RE: Negative concentration from simulation
Hi Nyein,
I agree with Nick that it may be valid to simulate negative concentrations and
that the only reason that we don't observe negative concentrations is because
assay labs censor these values. However, for these negative concentrations to
be reasonable and attributed to assay variation, your estimate of the additive
residual error standard deviation should probably be in line with what you
would attribute to assay variation. I have seen model fits using the additive
and proportional residual error model where the additive residual error
variance (or standard deviation) was too large to be attributed to assay
variation. For example, if the additive residual error standard deviation is
larger than the LLOQ that may be too high to be attributed to assay variation.

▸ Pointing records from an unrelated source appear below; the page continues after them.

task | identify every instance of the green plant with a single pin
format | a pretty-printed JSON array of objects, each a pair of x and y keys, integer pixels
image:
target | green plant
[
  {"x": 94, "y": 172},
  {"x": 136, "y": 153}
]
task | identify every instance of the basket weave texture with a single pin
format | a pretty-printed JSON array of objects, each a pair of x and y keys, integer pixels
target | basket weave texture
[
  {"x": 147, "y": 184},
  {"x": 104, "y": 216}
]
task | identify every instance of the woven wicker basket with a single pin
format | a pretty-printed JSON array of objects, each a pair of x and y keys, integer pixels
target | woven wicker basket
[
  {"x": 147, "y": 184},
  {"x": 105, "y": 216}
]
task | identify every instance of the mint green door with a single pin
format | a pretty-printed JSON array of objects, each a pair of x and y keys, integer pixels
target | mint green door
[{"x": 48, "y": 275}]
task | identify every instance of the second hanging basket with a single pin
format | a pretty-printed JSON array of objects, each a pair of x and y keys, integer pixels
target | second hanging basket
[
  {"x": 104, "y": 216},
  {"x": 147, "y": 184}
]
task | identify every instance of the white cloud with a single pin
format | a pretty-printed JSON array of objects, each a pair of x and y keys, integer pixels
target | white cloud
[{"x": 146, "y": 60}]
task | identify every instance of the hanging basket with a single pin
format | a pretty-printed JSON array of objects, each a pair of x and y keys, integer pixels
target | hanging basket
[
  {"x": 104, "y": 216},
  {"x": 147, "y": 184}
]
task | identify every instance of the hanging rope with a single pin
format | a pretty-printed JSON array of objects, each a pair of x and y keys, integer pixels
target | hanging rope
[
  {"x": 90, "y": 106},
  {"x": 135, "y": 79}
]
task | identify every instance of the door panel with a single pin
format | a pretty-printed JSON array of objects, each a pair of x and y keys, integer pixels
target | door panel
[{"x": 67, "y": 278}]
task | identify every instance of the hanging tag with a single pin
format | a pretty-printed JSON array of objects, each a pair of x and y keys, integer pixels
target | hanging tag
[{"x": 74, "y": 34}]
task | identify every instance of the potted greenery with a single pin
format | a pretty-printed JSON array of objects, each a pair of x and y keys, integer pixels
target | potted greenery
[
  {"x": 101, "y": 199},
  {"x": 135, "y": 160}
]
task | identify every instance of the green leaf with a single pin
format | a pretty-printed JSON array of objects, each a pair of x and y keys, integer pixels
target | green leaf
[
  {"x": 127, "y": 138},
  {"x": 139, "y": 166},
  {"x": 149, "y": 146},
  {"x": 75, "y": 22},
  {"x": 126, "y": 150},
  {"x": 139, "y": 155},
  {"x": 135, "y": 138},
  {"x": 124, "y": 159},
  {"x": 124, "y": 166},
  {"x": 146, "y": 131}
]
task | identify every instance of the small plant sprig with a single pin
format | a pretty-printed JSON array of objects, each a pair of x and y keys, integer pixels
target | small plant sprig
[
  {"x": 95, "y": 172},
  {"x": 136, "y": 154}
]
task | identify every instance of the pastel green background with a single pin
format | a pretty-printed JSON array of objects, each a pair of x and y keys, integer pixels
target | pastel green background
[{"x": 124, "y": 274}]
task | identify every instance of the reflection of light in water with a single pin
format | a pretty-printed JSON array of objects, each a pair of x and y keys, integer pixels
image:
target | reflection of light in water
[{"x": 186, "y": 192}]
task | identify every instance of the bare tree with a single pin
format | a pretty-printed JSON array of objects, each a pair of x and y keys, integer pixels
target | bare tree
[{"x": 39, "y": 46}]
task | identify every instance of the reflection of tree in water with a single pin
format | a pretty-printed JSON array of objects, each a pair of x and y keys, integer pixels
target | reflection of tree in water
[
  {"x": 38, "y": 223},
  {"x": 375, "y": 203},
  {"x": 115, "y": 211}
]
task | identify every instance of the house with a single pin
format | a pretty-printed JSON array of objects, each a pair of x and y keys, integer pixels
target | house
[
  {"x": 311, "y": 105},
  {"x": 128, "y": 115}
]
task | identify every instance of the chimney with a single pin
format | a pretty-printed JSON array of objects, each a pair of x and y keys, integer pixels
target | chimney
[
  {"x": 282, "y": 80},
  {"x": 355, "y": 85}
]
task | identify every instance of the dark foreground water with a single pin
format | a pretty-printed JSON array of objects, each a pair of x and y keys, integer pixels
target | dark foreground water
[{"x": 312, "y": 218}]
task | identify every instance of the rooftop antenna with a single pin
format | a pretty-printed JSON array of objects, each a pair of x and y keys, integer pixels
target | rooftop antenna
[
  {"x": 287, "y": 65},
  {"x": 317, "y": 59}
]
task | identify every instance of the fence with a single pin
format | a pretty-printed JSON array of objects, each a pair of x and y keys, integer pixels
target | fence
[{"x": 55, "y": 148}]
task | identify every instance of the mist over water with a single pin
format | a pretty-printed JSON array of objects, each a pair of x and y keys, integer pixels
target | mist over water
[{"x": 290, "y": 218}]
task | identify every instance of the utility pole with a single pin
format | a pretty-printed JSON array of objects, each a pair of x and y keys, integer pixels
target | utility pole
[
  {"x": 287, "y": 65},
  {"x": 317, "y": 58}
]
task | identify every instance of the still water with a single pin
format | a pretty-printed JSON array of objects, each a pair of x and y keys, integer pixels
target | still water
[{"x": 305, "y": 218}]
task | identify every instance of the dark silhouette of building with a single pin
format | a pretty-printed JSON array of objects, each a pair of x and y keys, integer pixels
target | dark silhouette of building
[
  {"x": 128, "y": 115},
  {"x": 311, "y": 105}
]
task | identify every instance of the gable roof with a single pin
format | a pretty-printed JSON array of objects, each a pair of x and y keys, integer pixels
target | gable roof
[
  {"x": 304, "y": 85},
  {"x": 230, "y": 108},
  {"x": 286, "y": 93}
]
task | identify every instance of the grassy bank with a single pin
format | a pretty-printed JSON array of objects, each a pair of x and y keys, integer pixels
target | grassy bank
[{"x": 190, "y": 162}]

One thing you could do is a VPC from your model with your observed dataset and
see if you simulate a greater proportion of BQL observations (including
negative concentrations as well as positive concentrations below the LLOQ) than
in your observed dataset. This will help clue you in as to whether your
residual error model is reasonable in simulating very low (and possibly
negative) concentrations.
Best,
Ken
Quoted reply history
-----Original Message-----
From: [email protected] [mailto:[email protected]] On
Behalf Of Nick Holford
Sent: Tuesday, June 2, 2020 3:46 PM
To: [email protected]
Subject: RE: [NMusers] Negative concentration from simulation
Hi Nyein,
For drug concentrations the additive error model assumes that the background
noise is random with mean zero when the drug concentration is truly zero. In
the real world there is always background noise for measurements which means
that real measurements can appear to be a negative concentration even though
the true concentration is zero. Simulations that simulate negative
concentrations are therefore more realistic than those that ignore reality and
are reported as censored measurement values.

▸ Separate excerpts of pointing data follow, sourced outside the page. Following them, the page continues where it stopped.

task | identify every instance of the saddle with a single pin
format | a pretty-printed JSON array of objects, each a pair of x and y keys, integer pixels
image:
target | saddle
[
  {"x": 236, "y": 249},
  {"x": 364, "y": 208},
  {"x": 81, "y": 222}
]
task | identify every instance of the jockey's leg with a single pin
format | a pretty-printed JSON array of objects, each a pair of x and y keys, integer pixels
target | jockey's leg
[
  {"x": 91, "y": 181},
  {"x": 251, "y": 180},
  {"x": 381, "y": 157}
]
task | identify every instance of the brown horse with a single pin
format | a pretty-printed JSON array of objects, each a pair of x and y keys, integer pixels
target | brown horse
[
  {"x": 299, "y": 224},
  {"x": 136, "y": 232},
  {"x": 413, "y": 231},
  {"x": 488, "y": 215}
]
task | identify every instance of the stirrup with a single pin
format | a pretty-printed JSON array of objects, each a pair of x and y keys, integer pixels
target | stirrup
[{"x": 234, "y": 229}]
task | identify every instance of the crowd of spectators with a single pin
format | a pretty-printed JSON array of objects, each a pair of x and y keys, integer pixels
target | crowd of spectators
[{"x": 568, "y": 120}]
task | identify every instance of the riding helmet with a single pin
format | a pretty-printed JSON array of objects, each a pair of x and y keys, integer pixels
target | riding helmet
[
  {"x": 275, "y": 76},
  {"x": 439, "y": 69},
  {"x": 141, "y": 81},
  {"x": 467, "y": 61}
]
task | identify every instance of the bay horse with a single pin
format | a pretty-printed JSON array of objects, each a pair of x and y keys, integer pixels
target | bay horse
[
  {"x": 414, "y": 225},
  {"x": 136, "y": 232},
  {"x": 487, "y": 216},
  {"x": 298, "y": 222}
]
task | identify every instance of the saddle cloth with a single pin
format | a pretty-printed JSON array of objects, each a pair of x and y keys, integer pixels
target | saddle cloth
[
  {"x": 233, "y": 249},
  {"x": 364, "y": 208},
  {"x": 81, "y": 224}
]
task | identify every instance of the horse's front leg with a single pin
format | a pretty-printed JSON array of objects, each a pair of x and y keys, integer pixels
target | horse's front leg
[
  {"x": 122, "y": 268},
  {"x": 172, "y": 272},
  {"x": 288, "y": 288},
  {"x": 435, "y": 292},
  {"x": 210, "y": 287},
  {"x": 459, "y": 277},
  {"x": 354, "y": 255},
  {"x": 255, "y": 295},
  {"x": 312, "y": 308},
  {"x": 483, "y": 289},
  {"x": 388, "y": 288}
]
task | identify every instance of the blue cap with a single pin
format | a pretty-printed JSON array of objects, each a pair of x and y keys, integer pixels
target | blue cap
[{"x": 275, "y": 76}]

The honest thing to do is to report measurements as they are. The dishonest
thing is to report real measurements as below some arbitrary limit of
quantification. There are numerous papers which describe the bias arising from
dishonest reporting of real measurements and work arounds if you have to deal
with this kind of scientific fraud e.g.
Beal SL. Ways to fit a PK model with some data below the quantification limit.

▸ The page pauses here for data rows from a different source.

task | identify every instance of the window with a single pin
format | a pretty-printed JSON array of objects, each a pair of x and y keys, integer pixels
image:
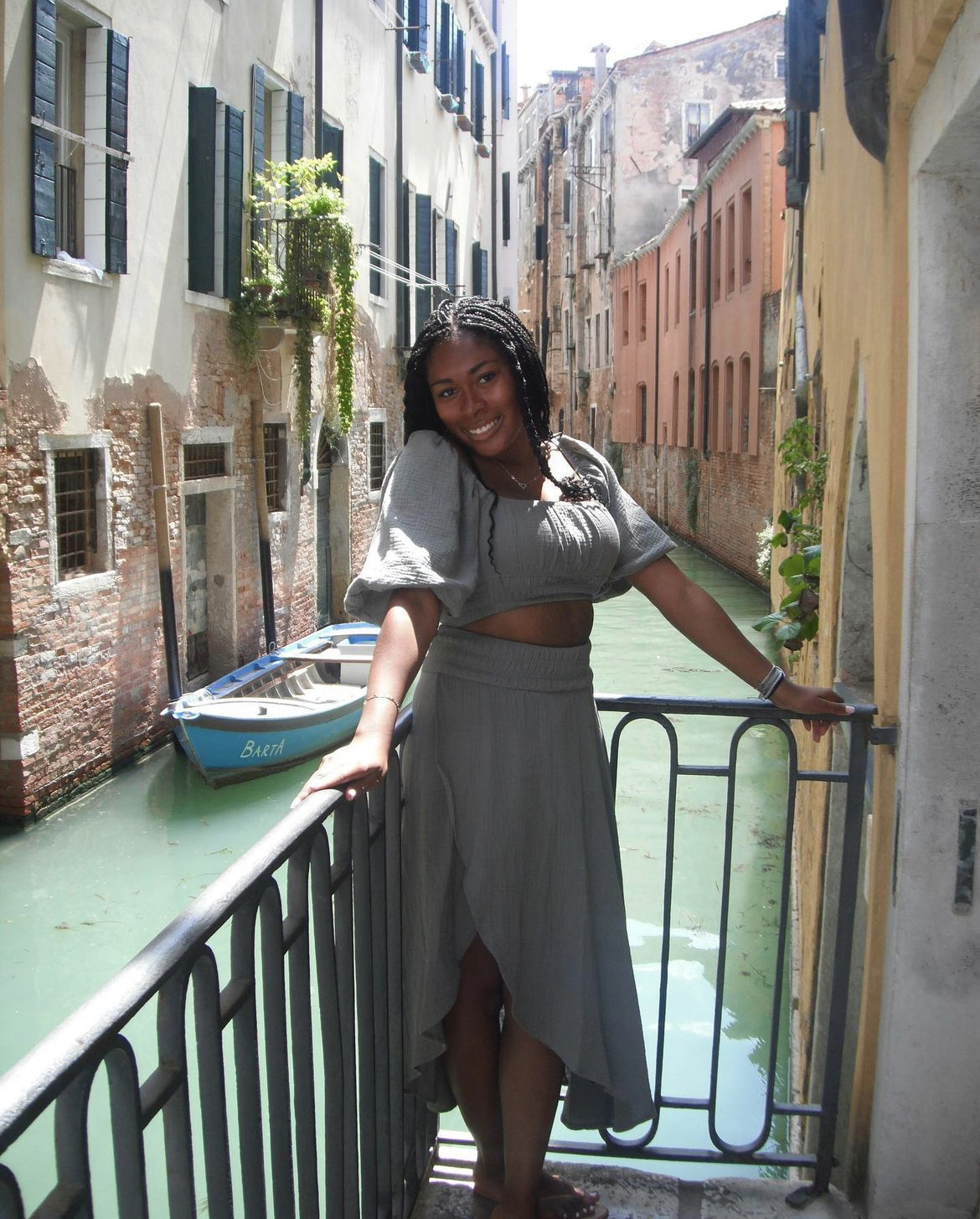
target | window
[
  {"x": 205, "y": 460},
  {"x": 332, "y": 141},
  {"x": 642, "y": 315},
  {"x": 80, "y": 132},
  {"x": 729, "y": 407},
  {"x": 375, "y": 453},
  {"x": 696, "y": 121},
  {"x": 745, "y": 389},
  {"x": 730, "y": 246},
  {"x": 375, "y": 225},
  {"x": 216, "y": 166},
  {"x": 715, "y": 256},
  {"x": 276, "y": 466},
  {"x": 677, "y": 292},
  {"x": 746, "y": 235},
  {"x": 693, "y": 286}
]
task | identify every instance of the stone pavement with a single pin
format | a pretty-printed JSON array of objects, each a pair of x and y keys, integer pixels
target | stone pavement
[{"x": 632, "y": 1194}]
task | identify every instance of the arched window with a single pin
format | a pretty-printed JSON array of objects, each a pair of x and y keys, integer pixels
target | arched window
[
  {"x": 729, "y": 406},
  {"x": 745, "y": 389}
]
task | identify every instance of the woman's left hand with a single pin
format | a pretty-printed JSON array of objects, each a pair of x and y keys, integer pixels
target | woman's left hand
[{"x": 809, "y": 700}]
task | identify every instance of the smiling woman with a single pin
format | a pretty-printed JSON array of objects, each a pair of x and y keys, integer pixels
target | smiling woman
[{"x": 495, "y": 539}]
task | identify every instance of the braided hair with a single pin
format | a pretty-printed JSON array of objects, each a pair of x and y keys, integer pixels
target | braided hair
[{"x": 497, "y": 323}]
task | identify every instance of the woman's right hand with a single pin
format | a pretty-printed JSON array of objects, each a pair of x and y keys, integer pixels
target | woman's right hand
[{"x": 353, "y": 769}]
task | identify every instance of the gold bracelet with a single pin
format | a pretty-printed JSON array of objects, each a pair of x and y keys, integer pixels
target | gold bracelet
[{"x": 387, "y": 697}]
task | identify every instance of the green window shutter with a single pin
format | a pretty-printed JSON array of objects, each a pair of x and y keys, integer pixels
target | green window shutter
[
  {"x": 201, "y": 154},
  {"x": 117, "y": 132},
  {"x": 423, "y": 256},
  {"x": 235, "y": 177},
  {"x": 42, "y": 144},
  {"x": 259, "y": 137}
]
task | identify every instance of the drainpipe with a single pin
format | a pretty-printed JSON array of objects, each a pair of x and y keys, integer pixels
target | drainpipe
[
  {"x": 658, "y": 359},
  {"x": 800, "y": 340},
  {"x": 707, "y": 291}
]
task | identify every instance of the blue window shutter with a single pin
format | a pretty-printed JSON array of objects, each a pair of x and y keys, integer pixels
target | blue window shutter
[
  {"x": 450, "y": 256},
  {"x": 444, "y": 61},
  {"x": 423, "y": 256},
  {"x": 42, "y": 144},
  {"x": 117, "y": 133},
  {"x": 259, "y": 137},
  {"x": 235, "y": 176},
  {"x": 201, "y": 152},
  {"x": 460, "y": 70}
]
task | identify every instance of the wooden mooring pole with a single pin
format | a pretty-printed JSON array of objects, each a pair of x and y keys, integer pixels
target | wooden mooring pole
[{"x": 163, "y": 550}]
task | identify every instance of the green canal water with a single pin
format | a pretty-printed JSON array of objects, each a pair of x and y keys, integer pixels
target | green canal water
[{"x": 85, "y": 889}]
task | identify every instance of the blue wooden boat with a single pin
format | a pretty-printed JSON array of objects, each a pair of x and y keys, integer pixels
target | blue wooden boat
[{"x": 302, "y": 700}]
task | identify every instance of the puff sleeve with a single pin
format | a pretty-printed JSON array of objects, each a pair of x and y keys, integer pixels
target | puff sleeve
[
  {"x": 642, "y": 540},
  {"x": 427, "y": 533}
]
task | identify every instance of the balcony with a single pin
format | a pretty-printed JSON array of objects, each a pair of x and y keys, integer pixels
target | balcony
[{"x": 276, "y": 1061}]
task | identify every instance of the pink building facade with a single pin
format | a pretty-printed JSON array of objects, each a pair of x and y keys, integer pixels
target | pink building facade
[{"x": 695, "y": 345}]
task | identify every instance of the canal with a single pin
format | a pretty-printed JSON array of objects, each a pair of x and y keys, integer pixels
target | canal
[{"x": 85, "y": 890}]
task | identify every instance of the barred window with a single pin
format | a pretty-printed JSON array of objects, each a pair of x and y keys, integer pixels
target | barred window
[
  {"x": 377, "y": 455},
  {"x": 205, "y": 461},
  {"x": 276, "y": 466},
  {"x": 75, "y": 517}
]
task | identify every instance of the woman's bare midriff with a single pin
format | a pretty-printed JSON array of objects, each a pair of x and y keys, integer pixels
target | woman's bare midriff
[{"x": 552, "y": 624}]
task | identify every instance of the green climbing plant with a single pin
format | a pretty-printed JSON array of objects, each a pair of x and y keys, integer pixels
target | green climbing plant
[
  {"x": 302, "y": 267},
  {"x": 796, "y": 618}
]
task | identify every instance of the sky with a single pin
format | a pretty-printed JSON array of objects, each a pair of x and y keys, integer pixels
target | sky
[{"x": 561, "y": 35}]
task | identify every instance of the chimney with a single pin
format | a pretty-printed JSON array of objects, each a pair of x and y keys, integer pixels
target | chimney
[{"x": 600, "y": 53}]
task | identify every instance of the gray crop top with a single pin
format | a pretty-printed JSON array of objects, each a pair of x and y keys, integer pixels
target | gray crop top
[{"x": 434, "y": 533}]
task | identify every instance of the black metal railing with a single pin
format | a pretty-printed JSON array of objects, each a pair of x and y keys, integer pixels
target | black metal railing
[
  {"x": 295, "y": 1010},
  {"x": 319, "y": 1119}
]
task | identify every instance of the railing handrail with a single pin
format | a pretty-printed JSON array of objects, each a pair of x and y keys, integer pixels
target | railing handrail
[{"x": 27, "y": 1087}]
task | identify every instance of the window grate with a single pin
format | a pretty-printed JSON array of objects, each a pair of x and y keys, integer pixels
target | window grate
[
  {"x": 275, "y": 436},
  {"x": 375, "y": 450},
  {"x": 75, "y": 477},
  {"x": 205, "y": 461}
]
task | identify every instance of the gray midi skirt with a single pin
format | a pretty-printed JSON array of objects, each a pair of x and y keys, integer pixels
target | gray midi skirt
[{"x": 508, "y": 834}]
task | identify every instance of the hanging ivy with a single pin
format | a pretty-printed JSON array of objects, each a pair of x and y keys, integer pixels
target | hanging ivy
[{"x": 302, "y": 267}]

Journal of Pharmacokinetics & Pharmacodynamics. 2001;28(5):481-504.
Duval V, Karlsson MO. Impact of omission or replacement of data below the limit
of quantification on parameter estimates in a two-compartment model. Pharm Res.
2002;19(12):1835-40.
Ahn JE, Karlsson MO, Dunne A, Ludden TM. Likelihood based approaches to
handling data below the quantification limit using NONMEM VI. J Pharmacokinet
Pharmacodyn. 2008;35(4):401-21.
Byon W, Fletcher CV, Brundage RC. Impact of censoring data below an arbitrary
quantification limit on structural model misspecification. J Pharmacokinet
Pharmacodyn. 2008;35(1):101-16.
Senn S, Holford N, Hockey H. The ghosts of departed quantities: approaches to
dealing with observations below the limit of quantitation. Stat Med.
2012;31(30):4280-95.
Keizer RJ, Jansen RS, Rosing H, Thijssen B, Beijnen JH, Schellens JHM, et al.
Incorporation of concentration data below the limit of quantification in
population pharmacokinetic analyses. Pharmacology research & perspectives.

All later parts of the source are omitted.